假如一个进程(称之为父进程)创建了另一个进程(称为子进程),在父进程中调用 wait()
会等待子进程完成并获得子进程的返回码。如果父进程不调用 wait()
而且自身仍在运行,则子进程结束后会变成 僵尸进程(zombie);大量僵尸进程会导致系统资源,特别是进程表耗尽,使得无法创建新的进程。假如父进程在子进程结束前就退出了,那子进程会变成 孤儿进程(orphan),被 init 进程接管(即它的父进程变成 init 进程),init 进程会自动调用 wait()
来回收。假如子进程处于僵尸状态,但父进程还没调用 wait()
就退出了,子进程一样会被 init 进程接管。
假如一个进程有爷爷进程、也有父进程,如果父进程提前退出,爷爷进程还在,此时子进程仍然会被 init 接管。
ASIDE: KEY PROCESS TERMS
- Each process has a name; in most systems, that name is a number known as a process ID (PID).
- The fork() system call is used in U NIX systems to create a new process. The creator is called the parent; the newly created process is called the child. As sometimes occurs in real life [J16], the child process is a nearly identical copy of the parent.

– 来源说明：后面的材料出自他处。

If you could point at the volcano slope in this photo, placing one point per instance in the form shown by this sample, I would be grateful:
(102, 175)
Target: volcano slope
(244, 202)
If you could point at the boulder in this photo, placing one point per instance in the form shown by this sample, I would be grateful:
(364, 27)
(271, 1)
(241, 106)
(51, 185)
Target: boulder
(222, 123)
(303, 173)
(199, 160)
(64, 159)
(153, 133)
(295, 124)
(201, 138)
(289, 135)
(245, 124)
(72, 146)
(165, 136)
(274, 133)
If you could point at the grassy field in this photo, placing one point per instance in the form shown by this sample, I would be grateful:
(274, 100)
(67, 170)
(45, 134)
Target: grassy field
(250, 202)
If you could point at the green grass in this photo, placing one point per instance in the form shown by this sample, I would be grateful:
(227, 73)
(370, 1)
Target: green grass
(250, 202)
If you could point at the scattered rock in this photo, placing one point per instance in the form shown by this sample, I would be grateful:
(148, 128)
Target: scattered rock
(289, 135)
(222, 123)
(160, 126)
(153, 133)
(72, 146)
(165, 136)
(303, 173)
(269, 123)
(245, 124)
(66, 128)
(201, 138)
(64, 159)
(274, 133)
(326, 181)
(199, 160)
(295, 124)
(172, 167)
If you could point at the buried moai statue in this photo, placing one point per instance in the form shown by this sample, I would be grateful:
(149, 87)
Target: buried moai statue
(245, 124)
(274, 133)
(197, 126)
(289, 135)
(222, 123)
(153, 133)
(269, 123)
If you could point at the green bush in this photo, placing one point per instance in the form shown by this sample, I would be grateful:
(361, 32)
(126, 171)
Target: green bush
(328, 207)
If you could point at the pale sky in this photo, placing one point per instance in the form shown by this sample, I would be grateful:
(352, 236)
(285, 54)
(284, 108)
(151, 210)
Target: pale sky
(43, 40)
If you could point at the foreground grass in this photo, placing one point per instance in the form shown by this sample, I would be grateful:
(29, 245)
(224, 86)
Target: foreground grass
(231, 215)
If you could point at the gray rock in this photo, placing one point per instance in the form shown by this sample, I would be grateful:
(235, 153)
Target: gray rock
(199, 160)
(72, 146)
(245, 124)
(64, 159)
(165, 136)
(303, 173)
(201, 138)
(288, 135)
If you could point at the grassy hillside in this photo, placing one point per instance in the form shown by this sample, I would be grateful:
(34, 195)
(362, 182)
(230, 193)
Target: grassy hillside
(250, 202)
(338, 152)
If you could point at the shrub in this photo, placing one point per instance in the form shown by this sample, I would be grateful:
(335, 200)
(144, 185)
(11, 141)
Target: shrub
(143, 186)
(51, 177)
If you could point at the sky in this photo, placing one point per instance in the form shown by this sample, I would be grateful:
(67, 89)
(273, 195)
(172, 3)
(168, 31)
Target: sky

- The wait() system call allows a parent to wait for its child to complete execution.
- The exec() family of system calls allows a child to break free from its similarity to its parent and execute an entirely new program.
- A UNIX shell commonly uses fork(), wait(), and exec() to launch user commands; the separation of fork and exec enables features like input/output redirection, pipes, and other cool features, all without changing anything about the programs being run.
- Process control is available in the form of signals, which can cause jobs to stop, continue, or even terminate.
- Which processes can be controlled by a particular person is encapsulated in the notion of a user; the operating system allows multiple users onto the system, and ensures users can only control their own processes.
- A superuser can control all processes (and indeed do many other things); this role should be assumed infrequently and with caution for security reasons.